While the analysis is developed with broader TDOF systems in mind, we demonstrate that it is also relevant for applications. It is applied to a model of inclined vibro-impact energy harvesting (VI-EH) device, where the energy is generated by the variable capacitance principle via impacts of the ball with a dielectric polymer on the capsule ends. The desire for new sustainable and renewable power technologies as alternatives to conventional batteries has generated strong interest in energy harvesting, usually characterized by energy scavenging from vibrations occurring in manmade machines and structures. As is typical for an energy harvesting system, the VI-EH system considered here includes both a mechanical system to absorb the energy of vibrations, and a transduction mechanism to convert it to electrical energy. The saturation of ideas in the linear theory of energy harvesting, i.e., using linear mechanical and electrical systems, has shifted the focus of scientists to nonlinear systems, exploiting their relatively broad bandwidth that allows efficient energy absorption over a wide range of the excitation frequency. VI systems, as a class of strongly nonlinear system, can provide this preferred wide bandwidth once the mass is engaged in the vibro-impact regime.

Table 2 The output voltage calculation of the VI-EH device through the membrane deformation upon impact from [51]

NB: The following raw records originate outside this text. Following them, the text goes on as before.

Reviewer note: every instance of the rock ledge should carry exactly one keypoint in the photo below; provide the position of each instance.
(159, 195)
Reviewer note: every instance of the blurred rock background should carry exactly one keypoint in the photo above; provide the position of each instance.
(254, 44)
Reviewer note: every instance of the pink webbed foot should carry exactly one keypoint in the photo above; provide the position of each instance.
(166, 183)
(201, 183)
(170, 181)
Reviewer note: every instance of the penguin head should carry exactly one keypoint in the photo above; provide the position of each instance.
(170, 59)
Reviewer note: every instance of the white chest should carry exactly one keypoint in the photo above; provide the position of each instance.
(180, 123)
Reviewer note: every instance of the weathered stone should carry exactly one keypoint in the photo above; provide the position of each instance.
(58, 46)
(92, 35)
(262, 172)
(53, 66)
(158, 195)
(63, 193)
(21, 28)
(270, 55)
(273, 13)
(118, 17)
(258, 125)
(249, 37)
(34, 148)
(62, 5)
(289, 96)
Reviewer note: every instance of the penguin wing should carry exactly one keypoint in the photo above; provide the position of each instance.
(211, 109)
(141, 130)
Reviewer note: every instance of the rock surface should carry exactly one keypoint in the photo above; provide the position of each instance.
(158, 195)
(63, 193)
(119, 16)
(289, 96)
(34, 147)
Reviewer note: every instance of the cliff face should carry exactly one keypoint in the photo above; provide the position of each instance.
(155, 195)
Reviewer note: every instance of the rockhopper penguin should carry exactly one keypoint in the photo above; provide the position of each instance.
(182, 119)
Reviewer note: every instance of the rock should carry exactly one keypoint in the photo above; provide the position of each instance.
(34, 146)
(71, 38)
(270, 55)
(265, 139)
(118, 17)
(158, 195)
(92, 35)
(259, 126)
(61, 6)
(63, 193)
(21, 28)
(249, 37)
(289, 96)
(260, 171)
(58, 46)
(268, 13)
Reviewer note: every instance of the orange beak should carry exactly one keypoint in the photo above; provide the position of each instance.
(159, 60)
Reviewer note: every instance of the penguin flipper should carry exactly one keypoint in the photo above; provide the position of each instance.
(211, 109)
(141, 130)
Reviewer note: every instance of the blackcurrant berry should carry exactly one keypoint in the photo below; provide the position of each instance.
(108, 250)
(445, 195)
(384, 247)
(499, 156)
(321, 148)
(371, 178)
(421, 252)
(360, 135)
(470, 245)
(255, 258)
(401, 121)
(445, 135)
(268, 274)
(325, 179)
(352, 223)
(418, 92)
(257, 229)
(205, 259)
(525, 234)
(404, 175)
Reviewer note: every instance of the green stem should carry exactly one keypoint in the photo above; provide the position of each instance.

The competition between the different bifurcations and their ghosts influences the parameter ranges for favorable energy output of the VI-EH. The analyses of the bifurcation sequences provide their parametric dependencies, indicating the types of transitions that are more likely for given parameter combinations. For small restitution coefficients r and small inclined angle \(\beta \), first- order grazing bifurcations dominate the lower-order transitions, i.e., with a small number of impacts per forcing period being increased by one with a small relative impact velocity. Then we observe jumps in the energy output, increasing for output averaged over time, and decreasing for output averaged per impact. In contrast, for larger values of r and \(\beta \), sequences of period doubling bifurcations are more prevalent, which can result in aperiodic or chaotic dynamics. In that case the change in energy output is more gradual during these sequences, but there are still opportunities for complex grazing-type transitions which can generate additional impacts per period with small relative impact velocities. Then the ghost grazing bifurcation gives a lower bound on these transitions, grazing period doubled solutions \(P\!D_G\) and transient grazing TG, at which there are abrupt changes in energy output. These transitions are often affiliated with fold bifurcations, near which there is the potential for bi-stability of behaviors with different energy outputs. By capturing the different sequences of various types of bifurcations, the analysis provides direction on how to avoid undesirable behavior that may occur via grazing or period doubling.

In addition to the valuable insights provided by this analysis, it also indicates several areas of future study that are needed, related to bi-stability, global stability analyses, and aperiodic behavior. Furthermore, given the important role of the restitution coefficient, the results point to the need for more realistic models that take into account interactions of the ball with the membrane.